First written in 2006.
Last updated 2014-06-29.
Rotate a point, \((x_1, y_1)\), around the origin, by the angle \(\phi\), resulting in a new point, \((x_2, y_2)\):
$$ \begin{eqnarray*} x_2 & = & x_1 \cos \phi - y_1 \sin \phi\\ y_2 & = & y_1 \cos \phi + x_1 \sin \phi \end{eqnarray*} $$
How to derive the rotation formulas
Start with a point: $$p_1 = (x_1, y_1)$$
In polar coordinates, this is: $$ \begin{eqnarray*} x_1 = r \cos \theta_1\\ y_1 = r \sin \theta_1 \end{eqnarray*} $$
The rotated point will be: $$ \begin{eqnarray*} x_2 & = & r \cos \left(\theta_1 + \phi\right) \\ y_2 & = & r \sin \left(\theta_1 + \phi\right) \end{eqnarray*} $$
Remember the trigonometric identities for addition of angles: (we'll get to these later) $$ \begin{eqnarray*} \sin \left(a + b\right) & = & \sin a \cos b + \cos a \sin b \\ \cos \left(a + b\right) & = & \cos a \cos b - \sin a \sin b \end{eqnarray*} $$
Substituting these in, we get: $$ \begin{eqnarray*} x_2 & = & r \cos \left(\theta_1 + \phi\right) \\ x_2 & = & r \left( \cos \theta_1 \cos \phi - \sin \theta_1 \sin \phi \right) \end{eqnarray*} $$
Using the equations for \(x_1\) and \(y_1\), we can simplify this: $$ \begin{eqnarray*} x_2 & = & \left( r \cos \theta_1 \right) \cos \phi - \left( r \sin \theta_1 \right) \sin \phi\\ x_2 & = & x_1 \cos \phi - y_1 \sin \phi \end{eqnarray*} $$
Likewise, for \(y_2\): $$ \begin{eqnarray*} y_2 & = & r \sin \left(\theta_1 + \phi\right) \\ y_2 & = & r \left( \sin \theta_1 \cos \phi + \cos \theta_1 \sin \phi \right) \\ y_2 & = & y_1 \cos \phi + x_1 \sin \phi \end{eqnarray*} $$
How to derive the addition-of-angles formulas
A complex number on the unit circle, in exponential form: $$e^{\theta i} = \cos \theta + i \sin \theta$$
Multiplying two such complex numbers: $$e^{ai} \times e^{bi} = e^{\left(a+b\right)i}$$
So: $$ \begin{eqnarray*} e^{\left(a+b\right)i} & = & \cos\left(a+b\right) + i \sin\left(a+b\right) \\ e^{ai} \times e^{bi} & = & \left(\cos a + i \sin a\right) \times\\ & & \left(\cos b + i \sin b\right)\\ & = & \cos a \cos b + i \cos a \sin b +\\ & & i \sin a \cos b - \sin a \sin b\\ \end{eqnarray*} $$
Separating the real and complex components: $$ \begin{eqnarray*} \cos\left(a+b\right) & = & \cos a \cos b - \sin a \sin b\\ \sin\left(a+b\right) & = & \cos a \sin b + \sin a \cos b \end{eqnarray*} $$
Implementation and optimization
Here's a straightforward implementation of rotation in C++:
void rot1(const double x1, const double y1, const double theta, double* x2, double* y2) { const double s = sin(theta); const double c = cos(theta); *x2 = x1 * c - y1 * s; *y2 = y1 * c + x1 * s; }
The above costs 4 multiplies, 1 add, 1 subtract.
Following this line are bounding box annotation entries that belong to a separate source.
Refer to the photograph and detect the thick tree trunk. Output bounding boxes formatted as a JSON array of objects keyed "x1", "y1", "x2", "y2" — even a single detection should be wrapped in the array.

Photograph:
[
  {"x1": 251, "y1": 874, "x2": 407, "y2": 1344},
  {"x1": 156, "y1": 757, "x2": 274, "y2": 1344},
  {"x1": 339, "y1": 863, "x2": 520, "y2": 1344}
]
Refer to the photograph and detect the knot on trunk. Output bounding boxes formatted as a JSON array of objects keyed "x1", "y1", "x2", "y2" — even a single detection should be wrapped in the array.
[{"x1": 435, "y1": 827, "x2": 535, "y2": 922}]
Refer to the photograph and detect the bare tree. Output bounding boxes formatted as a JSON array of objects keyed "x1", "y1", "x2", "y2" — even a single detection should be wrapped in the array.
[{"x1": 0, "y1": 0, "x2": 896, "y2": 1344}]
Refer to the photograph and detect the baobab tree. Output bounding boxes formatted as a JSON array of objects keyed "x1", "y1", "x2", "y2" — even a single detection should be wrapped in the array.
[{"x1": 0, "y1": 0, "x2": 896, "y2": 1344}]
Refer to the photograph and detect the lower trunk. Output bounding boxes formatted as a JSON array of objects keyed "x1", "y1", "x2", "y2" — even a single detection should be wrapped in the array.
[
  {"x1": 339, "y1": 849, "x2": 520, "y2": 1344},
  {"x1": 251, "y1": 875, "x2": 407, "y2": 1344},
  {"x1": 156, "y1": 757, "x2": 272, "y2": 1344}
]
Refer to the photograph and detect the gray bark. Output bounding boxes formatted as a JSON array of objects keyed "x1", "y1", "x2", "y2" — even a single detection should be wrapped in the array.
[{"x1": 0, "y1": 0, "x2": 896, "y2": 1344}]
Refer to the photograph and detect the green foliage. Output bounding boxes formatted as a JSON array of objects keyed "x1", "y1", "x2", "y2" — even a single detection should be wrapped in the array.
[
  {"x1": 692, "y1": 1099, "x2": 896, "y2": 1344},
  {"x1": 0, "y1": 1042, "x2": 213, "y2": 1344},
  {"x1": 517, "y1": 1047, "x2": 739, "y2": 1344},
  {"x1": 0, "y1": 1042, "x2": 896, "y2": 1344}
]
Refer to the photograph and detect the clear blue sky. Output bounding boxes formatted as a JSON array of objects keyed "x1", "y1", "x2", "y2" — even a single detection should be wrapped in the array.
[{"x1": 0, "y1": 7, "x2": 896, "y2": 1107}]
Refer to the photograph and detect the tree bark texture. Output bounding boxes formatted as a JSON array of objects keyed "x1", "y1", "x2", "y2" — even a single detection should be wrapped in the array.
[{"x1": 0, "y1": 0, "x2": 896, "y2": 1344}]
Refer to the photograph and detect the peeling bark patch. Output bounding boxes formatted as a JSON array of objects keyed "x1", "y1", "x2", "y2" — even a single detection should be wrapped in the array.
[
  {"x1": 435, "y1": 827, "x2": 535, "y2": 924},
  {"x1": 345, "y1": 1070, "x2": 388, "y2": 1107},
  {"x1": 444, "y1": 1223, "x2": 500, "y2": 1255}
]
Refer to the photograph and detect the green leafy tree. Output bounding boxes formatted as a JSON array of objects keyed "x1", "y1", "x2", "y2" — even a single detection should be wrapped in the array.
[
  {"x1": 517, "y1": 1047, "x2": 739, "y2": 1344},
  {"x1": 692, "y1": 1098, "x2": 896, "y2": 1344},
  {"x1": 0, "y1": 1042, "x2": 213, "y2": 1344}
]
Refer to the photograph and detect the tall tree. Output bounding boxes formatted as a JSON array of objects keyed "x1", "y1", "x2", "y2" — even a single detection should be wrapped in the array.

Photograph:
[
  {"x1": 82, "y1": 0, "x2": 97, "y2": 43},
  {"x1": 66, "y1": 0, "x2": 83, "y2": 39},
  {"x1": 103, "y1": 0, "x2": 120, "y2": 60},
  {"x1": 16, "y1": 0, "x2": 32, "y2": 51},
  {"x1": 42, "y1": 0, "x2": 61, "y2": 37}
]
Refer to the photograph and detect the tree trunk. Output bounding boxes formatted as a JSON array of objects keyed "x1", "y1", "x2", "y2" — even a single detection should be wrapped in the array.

We can trade one of the multiplies for 2 adds and 1 subtract:
void rot2(const double x1, const double y1, const double theta, double* x2, double* y2) { const double s = sin(theta); const double c = cos(theta); const double z = x1 * (s + c); *x2 = z - (x1 + y1) * s; *y2 = z + (y1 - x1) * c; }
The above costs 3 multiplies, 3 adds, 2 subtracts.
If the angle is fixed, there's a further optimization possible:
void rot3(const double x1, const double y1, double* x2, double* y2) { const double s = sin(1. * M_PI / 16.); const double c = cos(1. * M_PI / 16.); const double z = c * (x1 + y1); *x2 = (-s-c) * y1 + z; *y2 = ( s-c) * x1 + z; }
The above costs 3 multiplies and 3 adds, because -s-c
and s-c
are turned into constants.
All the code is here: rot.cc
I'm not counting operations by looking at the C++ code, but by looking at the generated assembler. There are instructions and results in the file.